Frank Maier-Rigaud, Ulrich Schwalbe, Nov 27, 2013
Damages caused by violations of Article 101 and 102 Treaty on the Functioning of the European Union are viewed as an important private enforcement complement to the public enforcement of competition law by the European Commission and National Competition Authorities in the European Union. There is an increasing amount of claims for damages, in particular as follow-on claims. When a claim for damages is presented in court, and compensation for the harm suffered is sought, quantifying the level of the damage suffered becomes necessary. In the last few years several theoretical and applied studies investigating the fundamental economic principles and empirical-econometric methods to determine damage have been presented with the aim to guide the courts on how to quantify damages and what amount of damages to ultimately award. This debate has been further fuelled by the EC’s proposed Directive with the aim of facilitating such claims that would provide for a common framework within which damage claims should be treated by National Courts.
As is generally accepted under EU law, and has been stated by the EC, “[c]ompensation for harm suffered aims to place the injured party in the position in which it would have been had the infringement of Article 101 or 102 TFEU not occurred: the actual position of the injured party has to be compared with the position in which this party would have been but for the infringement.”
This mandate comprises three aspects, the price effect (damnum emergens), the quantity effect (lucrum cessans), and interest on the damages. Using the example of a cartel, the price effect is the harm suffered by a purchaser of the cartelized product due to the effect of the price increase on its margin. It is related to the concept of overcharge, which is simply the quantity that the purchaser continues to buy multiplied by the price difference. The price effect is the overcharge adjusted for pass-on. The quantity effect, in turn, denotes the loss of profits of the purchaser of the cartelized product due to a reduction in sales resulting from (partial) pass-on.

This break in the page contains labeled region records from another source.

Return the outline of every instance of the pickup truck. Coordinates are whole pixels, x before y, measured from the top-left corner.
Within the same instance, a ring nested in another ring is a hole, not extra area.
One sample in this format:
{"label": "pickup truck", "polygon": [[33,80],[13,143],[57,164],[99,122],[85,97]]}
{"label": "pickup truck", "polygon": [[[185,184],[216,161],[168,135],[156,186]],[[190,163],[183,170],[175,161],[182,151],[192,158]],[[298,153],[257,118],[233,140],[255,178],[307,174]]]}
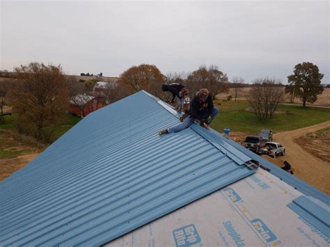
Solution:
{"label": "pickup truck", "polygon": [[285,148],[278,143],[268,141],[259,150],[259,153],[276,158],[278,155],[285,155]]}
{"label": "pickup truck", "polygon": [[273,132],[272,129],[261,129],[258,136],[262,137],[265,141],[273,141]]}
{"label": "pickup truck", "polygon": [[258,153],[260,149],[264,146],[265,141],[260,136],[249,136],[245,138],[242,144],[248,150]]}

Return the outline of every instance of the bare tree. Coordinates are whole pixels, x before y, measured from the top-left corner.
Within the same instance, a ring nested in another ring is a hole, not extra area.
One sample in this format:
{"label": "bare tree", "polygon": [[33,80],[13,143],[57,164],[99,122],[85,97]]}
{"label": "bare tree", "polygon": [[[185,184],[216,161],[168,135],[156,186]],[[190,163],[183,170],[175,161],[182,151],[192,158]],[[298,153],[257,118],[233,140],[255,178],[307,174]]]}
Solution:
{"label": "bare tree", "polygon": [[73,76],[67,77],[68,88],[70,94],[70,103],[71,105],[79,107],[80,109],[80,117],[82,118],[85,116],[84,109],[87,107],[88,113],[94,111],[93,104],[88,104],[91,100],[99,100],[100,95],[92,95],[93,87],[96,82],[94,81],[87,81],[81,83]]}
{"label": "bare tree", "polygon": [[244,87],[244,79],[242,77],[234,77],[231,86],[234,88],[235,101],[237,98],[238,94],[242,91]]}
{"label": "bare tree", "polygon": [[10,81],[9,79],[0,81],[0,124],[5,122],[3,118],[3,106],[6,103],[6,97],[10,87]]}
{"label": "bare tree", "polygon": [[63,121],[69,97],[61,66],[31,63],[15,69],[8,100],[18,115],[19,131],[50,141],[52,126]]}
{"label": "bare tree", "polygon": [[263,120],[272,118],[284,93],[279,80],[257,79],[250,88],[246,99],[253,109],[256,118]]}
{"label": "bare tree", "polygon": [[213,99],[215,99],[217,94],[228,90],[227,75],[216,65],[211,65],[208,69],[205,65],[201,66],[188,75],[187,81],[189,89],[194,92],[201,88],[207,88]]}
{"label": "bare tree", "polygon": [[119,83],[130,93],[144,90],[159,97],[162,95],[163,82],[164,76],[159,70],[155,65],[148,64],[131,67],[120,75],[119,79]]}
{"label": "bare tree", "polygon": [[121,84],[109,82],[102,90],[102,100],[104,104],[110,104],[129,95]]}

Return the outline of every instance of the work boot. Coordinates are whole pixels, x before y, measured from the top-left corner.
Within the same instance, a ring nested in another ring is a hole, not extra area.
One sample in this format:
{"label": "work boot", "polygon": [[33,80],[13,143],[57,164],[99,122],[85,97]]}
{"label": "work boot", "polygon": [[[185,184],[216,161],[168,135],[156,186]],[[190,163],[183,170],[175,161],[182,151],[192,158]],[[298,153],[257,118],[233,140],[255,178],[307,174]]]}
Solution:
{"label": "work boot", "polygon": [[162,135],[164,135],[164,134],[167,134],[167,133],[168,133],[168,131],[167,131],[167,129],[164,129],[160,130],[158,132],[158,134],[159,136],[162,136]]}

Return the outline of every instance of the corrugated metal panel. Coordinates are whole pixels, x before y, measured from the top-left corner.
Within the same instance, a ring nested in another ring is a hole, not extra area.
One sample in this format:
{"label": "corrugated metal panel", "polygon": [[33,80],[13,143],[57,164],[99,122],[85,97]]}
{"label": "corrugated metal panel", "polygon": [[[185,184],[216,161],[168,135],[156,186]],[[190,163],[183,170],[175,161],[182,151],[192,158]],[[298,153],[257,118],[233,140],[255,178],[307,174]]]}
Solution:
{"label": "corrugated metal panel", "polygon": [[214,135],[217,136],[217,138],[219,140],[225,141],[229,145],[229,146],[236,148],[237,151],[245,154],[251,159],[259,162],[265,168],[267,168],[270,173],[279,177],[281,180],[291,185],[294,189],[297,189],[298,191],[301,191],[306,196],[311,196],[315,199],[321,200],[322,202],[326,204],[329,203],[330,196],[325,194],[322,191],[313,187],[311,184],[308,184],[308,183],[301,180],[299,177],[297,177],[296,176],[292,175],[289,173],[287,173],[283,169],[281,169],[276,165],[255,154],[254,152],[251,152],[250,150],[240,145],[234,141],[224,138],[223,136],[222,136],[221,134],[212,129],[211,129],[210,132],[212,132]]}
{"label": "corrugated metal panel", "polygon": [[327,205],[321,206],[301,196],[288,205],[297,214],[311,223],[319,230],[330,237],[330,211]]}
{"label": "corrugated metal panel", "polygon": [[0,184],[1,245],[102,244],[254,172],[191,128],[158,136],[177,122],[145,92],[90,114]]}

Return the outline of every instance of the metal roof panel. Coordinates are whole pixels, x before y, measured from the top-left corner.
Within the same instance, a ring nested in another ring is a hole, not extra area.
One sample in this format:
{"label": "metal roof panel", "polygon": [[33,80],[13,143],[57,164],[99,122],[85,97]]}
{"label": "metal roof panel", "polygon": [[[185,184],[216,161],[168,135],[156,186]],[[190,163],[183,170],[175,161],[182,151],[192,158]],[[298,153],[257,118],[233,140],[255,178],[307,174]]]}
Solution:
{"label": "metal roof panel", "polygon": [[0,183],[1,245],[102,244],[254,173],[197,125],[159,136],[178,120],[157,101],[89,114]]}

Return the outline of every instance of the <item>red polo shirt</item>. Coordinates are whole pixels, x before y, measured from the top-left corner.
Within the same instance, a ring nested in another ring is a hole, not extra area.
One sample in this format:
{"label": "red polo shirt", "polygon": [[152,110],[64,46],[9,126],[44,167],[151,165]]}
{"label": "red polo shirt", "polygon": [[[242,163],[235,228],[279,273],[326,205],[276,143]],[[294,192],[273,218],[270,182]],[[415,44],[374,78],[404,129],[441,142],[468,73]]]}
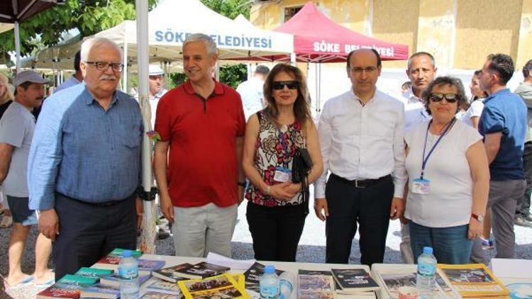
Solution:
{"label": "red polo shirt", "polygon": [[174,205],[237,203],[235,143],[245,129],[240,95],[218,81],[206,99],[196,94],[189,81],[161,98],[155,130],[162,141],[170,142],[167,176]]}

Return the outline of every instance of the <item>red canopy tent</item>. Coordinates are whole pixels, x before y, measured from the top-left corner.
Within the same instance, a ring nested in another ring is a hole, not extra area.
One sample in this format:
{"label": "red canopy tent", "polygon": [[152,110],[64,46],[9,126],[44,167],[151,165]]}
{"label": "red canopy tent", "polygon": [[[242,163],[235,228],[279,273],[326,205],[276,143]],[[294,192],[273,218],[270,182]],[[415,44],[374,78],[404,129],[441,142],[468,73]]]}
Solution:
{"label": "red canopy tent", "polygon": [[379,40],[338,25],[321,13],[312,1],[307,2],[274,31],[294,35],[294,51],[300,62],[341,62],[345,61],[350,52],[362,48],[375,49],[382,60],[408,59],[407,45]]}

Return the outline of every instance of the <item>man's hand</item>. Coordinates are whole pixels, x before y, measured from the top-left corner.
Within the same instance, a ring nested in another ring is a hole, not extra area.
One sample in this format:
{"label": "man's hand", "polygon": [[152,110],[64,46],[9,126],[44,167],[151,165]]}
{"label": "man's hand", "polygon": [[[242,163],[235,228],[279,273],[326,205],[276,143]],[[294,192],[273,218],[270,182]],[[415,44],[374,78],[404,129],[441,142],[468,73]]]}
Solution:
{"label": "man's hand", "polygon": [[242,201],[244,200],[244,186],[238,186],[238,205],[240,205],[240,203],[242,203]]}
{"label": "man's hand", "polygon": [[43,210],[39,213],[39,232],[45,237],[55,240],[59,235],[59,218],[55,209]]}
{"label": "man's hand", "polygon": [[467,231],[467,238],[474,239],[482,235],[482,222],[473,218],[469,220],[469,230]]}
{"label": "man's hand", "polygon": [[[324,213],[322,213],[322,210]],[[314,198],[314,212],[321,221],[325,221],[327,217],[329,217],[329,208],[327,205],[326,198]]]}
{"label": "man's hand", "polygon": [[172,204],[172,200],[167,196],[159,194],[161,201],[161,212],[170,223],[174,223],[174,205]]}
{"label": "man's hand", "polygon": [[137,210],[137,229],[140,230],[140,226],[142,226],[143,224],[143,217],[144,216],[143,200],[137,197],[137,199],[135,201],[135,205]]}
{"label": "man's hand", "polygon": [[404,201],[403,198],[394,197],[392,199],[392,208],[389,210],[389,218],[392,220],[403,217],[404,212]]}

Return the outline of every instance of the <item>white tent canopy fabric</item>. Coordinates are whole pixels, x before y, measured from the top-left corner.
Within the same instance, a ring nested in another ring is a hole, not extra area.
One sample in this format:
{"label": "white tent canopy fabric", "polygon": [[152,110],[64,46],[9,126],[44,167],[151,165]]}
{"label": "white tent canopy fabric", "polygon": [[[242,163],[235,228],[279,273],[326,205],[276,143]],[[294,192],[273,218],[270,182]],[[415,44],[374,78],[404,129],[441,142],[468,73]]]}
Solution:
{"label": "white tent canopy fabric", "polygon": [[[148,13],[149,57],[153,62],[174,62],[182,59],[184,39],[196,33],[213,38],[218,48],[218,59],[260,57],[291,53],[294,50],[292,35],[266,30],[243,20],[231,20],[205,6],[199,0],[162,0]],[[245,22],[248,24],[245,25]],[[95,34],[109,38],[123,47],[128,62],[136,64],[137,30],[135,21],[125,21],[115,27]],[[72,49],[79,43],[52,47],[38,55],[35,66],[40,62],[62,62],[73,57]],[[75,52],[74,52],[75,54]],[[69,67],[71,68],[72,67]]]}

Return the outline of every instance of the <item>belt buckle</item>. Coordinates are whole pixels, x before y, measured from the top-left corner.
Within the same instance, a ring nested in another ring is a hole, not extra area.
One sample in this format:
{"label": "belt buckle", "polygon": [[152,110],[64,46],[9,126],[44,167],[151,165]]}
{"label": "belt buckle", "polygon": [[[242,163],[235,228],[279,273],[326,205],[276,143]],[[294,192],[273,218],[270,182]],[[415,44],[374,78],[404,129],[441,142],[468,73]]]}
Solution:
{"label": "belt buckle", "polygon": [[366,186],[359,186],[358,185],[358,180],[355,179],[355,188],[366,188]]}

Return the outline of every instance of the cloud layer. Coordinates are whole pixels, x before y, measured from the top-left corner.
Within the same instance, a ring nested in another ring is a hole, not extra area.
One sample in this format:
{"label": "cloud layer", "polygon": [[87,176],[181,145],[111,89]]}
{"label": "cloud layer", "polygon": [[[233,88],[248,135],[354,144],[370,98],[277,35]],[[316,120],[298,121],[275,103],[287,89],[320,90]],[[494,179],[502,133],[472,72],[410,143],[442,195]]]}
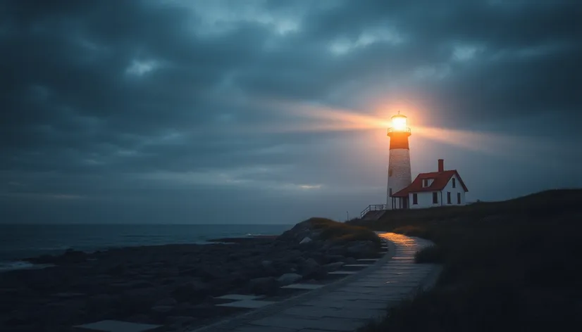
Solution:
{"label": "cloud layer", "polygon": [[413,174],[473,200],[582,186],[582,5],[387,2],[4,1],[0,209],[344,218],[385,199],[396,108]]}

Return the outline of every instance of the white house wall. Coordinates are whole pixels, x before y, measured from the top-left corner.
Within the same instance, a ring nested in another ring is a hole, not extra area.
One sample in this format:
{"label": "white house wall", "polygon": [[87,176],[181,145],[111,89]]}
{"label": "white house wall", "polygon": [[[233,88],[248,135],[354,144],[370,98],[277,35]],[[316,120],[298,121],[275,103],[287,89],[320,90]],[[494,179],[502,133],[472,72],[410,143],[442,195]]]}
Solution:
{"label": "white house wall", "polygon": [[[454,178],[457,182],[456,188],[452,187],[452,179]],[[447,193],[451,193],[451,203],[447,203]],[[457,203],[457,193],[461,193],[461,205],[466,204],[465,201],[465,191],[463,189],[463,186],[461,185],[457,175],[453,175],[449,182],[445,186],[442,191],[437,191],[438,193],[438,203],[433,204],[433,191],[423,191],[416,193],[418,204],[412,204],[414,202],[412,196],[413,193],[409,194],[409,202],[410,202],[411,209],[422,209],[425,208],[432,208],[435,206],[447,206],[447,205],[459,205]]]}

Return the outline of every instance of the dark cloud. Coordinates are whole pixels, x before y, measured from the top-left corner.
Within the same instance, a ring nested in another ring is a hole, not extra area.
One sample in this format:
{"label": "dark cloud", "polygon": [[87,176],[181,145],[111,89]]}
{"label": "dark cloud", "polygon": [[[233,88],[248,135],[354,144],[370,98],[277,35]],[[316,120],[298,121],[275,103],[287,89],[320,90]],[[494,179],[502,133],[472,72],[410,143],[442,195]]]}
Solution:
{"label": "dark cloud", "polygon": [[401,100],[424,126],[488,133],[414,134],[413,172],[445,156],[473,199],[579,186],[579,17],[565,1],[4,1],[0,206],[22,221],[41,213],[27,204],[64,217],[53,203],[70,221],[171,207],[221,222],[207,207],[223,201],[241,222],[278,222],[254,220],[266,205],[280,222],[355,213],[383,200],[388,139],[318,113]]}

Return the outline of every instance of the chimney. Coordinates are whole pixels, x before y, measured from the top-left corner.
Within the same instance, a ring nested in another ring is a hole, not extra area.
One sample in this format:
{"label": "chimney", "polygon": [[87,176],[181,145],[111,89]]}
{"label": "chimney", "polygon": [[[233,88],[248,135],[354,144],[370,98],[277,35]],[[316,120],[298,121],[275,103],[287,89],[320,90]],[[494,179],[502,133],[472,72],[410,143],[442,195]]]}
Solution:
{"label": "chimney", "polygon": [[445,160],[444,159],[439,159],[438,160],[438,172],[442,173],[445,172]]}

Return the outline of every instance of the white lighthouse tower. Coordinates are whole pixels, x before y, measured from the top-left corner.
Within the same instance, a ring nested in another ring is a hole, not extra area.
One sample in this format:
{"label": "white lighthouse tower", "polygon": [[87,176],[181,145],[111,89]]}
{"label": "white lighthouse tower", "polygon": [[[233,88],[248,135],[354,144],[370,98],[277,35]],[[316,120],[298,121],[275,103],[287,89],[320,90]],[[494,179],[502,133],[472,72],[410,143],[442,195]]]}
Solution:
{"label": "white lighthouse tower", "polygon": [[386,209],[408,208],[408,200],[396,199],[392,196],[404,189],[412,182],[410,172],[410,149],[408,138],[411,135],[407,117],[400,114],[392,117],[392,127],[388,128],[390,138],[390,153],[388,161],[388,189]]}

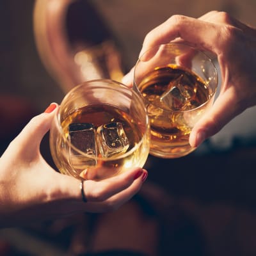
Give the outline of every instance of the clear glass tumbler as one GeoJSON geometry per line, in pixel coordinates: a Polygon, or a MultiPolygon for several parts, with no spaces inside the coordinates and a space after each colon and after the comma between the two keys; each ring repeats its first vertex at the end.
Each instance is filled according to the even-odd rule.
{"type": "Polygon", "coordinates": [[[196,122],[212,107],[218,74],[212,60],[184,44],[163,44],[138,60],[134,90],[144,100],[151,131],[150,154],[163,158],[188,154],[196,122]]]}
{"type": "Polygon", "coordinates": [[[149,145],[149,122],[142,99],[108,79],[84,82],[70,91],[50,131],[57,168],[79,179],[102,180],[142,167],[149,145]]]}

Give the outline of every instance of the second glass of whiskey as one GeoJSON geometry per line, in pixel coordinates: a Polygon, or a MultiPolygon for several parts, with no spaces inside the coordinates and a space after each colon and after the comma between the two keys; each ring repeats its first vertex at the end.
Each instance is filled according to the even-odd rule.
{"type": "Polygon", "coordinates": [[[133,87],[150,119],[150,154],[176,158],[195,149],[189,143],[190,132],[211,108],[217,86],[212,60],[184,44],[160,45],[141,56],[133,87]]]}
{"type": "Polygon", "coordinates": [[[99,180],[142,167],[150,127],[142,99],[108,79],[84,82],[62,100],[50,131],[50,148],[60,172],[99,180]]]}

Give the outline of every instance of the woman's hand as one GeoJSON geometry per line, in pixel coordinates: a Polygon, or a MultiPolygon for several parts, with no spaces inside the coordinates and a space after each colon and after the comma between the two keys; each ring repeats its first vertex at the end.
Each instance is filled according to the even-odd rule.
{"type": "Polygon", "coordinates": [[[140,189],[147,171],[134,168],[102,181],[80,181],[60,174],[43,159],[40,144],[58,106],[29,122],[0,158],[0,227],[26,225],[83,212],[118,208],[140,189]]]}
{"type": "MultiPolygon", "coordinates": [[[[256,30],[225,12],[212,11],[199,19],[173,15],[147,34],[141,54],[176,40],[216,54],[221,72],[219,97],[190,134],[189,143],[196,147],[256,104],[256,30]]],[[[132,83],[133,70],[124,77],[124,83],[132,83]]]]}

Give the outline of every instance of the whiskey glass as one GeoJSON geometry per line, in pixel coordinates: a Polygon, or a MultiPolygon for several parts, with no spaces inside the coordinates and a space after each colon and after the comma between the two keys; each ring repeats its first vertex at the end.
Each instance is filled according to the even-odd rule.
{"type": "Polygon", "coordinates": [[[141,55],[134,76],[150,120],[150,154],[176,158],[195,150],[190,132],[211,108],[218,86],[212,60],[185,44],[162,44],[141,55]]]}
{"type": "Polygon", "coordinates": [[[149,147],[149,122],[141,98],[112,80],[92,80],[72,89],[50,130],[56,166],[79,179],[99,180],[142,167],[149,147]]]}

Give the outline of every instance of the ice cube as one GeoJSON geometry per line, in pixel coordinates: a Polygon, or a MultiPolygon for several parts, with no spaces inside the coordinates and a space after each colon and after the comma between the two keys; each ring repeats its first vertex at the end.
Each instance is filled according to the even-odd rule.
{"type": "Polygon", "coordinates": [[[97,129],[99,150],[104,157],[125,153],[129,146],[128,139],[120,122],[100,125],[97,129]]]}
{"type": "Polygon", "coordinates": [[[194,95],[194,92],[187,84],[187,78],[186,75],[180,74],[169,83],[167,90],[161,95],[160,101],[170,109],[182,109],[186,102],[194,95]]]}
{"type": "Polygon", "coordinates": [[[82,154],[70,148],[68,159],[72,168],[82,171],[86,167],[96,164],[97,148],[95,127],[88,123],[70,124],[68,127],[68,140],[82,154]]]}
{"type": "Polygon", "coordinates": [[[180,110],[186,102],[186,98],[177,87],[173,86],[161,97],[160,101],[172,110],[180,110]]]}
{"type": "MultiPolygon", "coordinates": [[[[69,140],[76,148],[86,154],[96,155],[93,125],[88,123],[70,124],[68,128],[69,140]]],[[[74,154],[80,154],[76,152],[74,154]]]]}

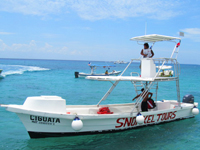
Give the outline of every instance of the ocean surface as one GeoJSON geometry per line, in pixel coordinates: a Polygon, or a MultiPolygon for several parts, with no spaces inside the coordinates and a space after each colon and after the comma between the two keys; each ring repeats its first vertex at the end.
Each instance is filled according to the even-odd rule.
{"type": "MultiPolygon", "coordinates": [[[[112,62],[94,62],[110,65],[112,62]]],[[[110,70],[123,70],[116,64],[110,70]]],[[[0,59],[0,104],[23,104],[28,96],[57,95],[67,105],[97,104],[110,88],[110,82],[74,77],[74,72],[90,72],[88,61],[0,59]]],[[[125,75],[139,71],[132,64],[125,75]]],[[[97,68],[97,72],[105,72],[97,68]]],[[[192,94],[200,103],[200,65],[181,65],[181,99],[192,94]]],[[[135,96],[130,82],[120,82],[102,104],[129,103],[135,96]]],[[[159,84],[158,100],[176,99],[175,82],[159,84]]],[[[0,149],[123,149],[123,150],[198,150],[200,149],[200,115],[195,118],[147,126],[118,133],[75,137],[30,139],[15,113],[0,108],[0,149]]]]}

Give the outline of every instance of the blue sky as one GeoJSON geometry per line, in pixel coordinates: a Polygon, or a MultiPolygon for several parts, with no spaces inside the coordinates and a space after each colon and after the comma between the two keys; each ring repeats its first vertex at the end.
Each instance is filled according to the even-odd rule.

Both price and quantity effect combined make up the harm that conceptually is equivalent to the difference in profits (or utility if final consumers are concerned) between the situation that would have prevailed in the absence of the infringement and the factual situation. Therefore, if the entire harm suffered from competition law infringements is to be claimed, then the calculation of damage should not be just a quantification of price effects, but also needs to quantify harm deriving from quantity effects.
In addition, while the discussion has generally focused on harm emanating from cartel infringements, the quantification of damage in abuse of dominance cases remains largely unexplored. The purpose of this article is to shed some light on the important role of quantity effects as part of the damage, and the particular challenges for the calculation and the assessment of harm in the context of Article 102 TFEU.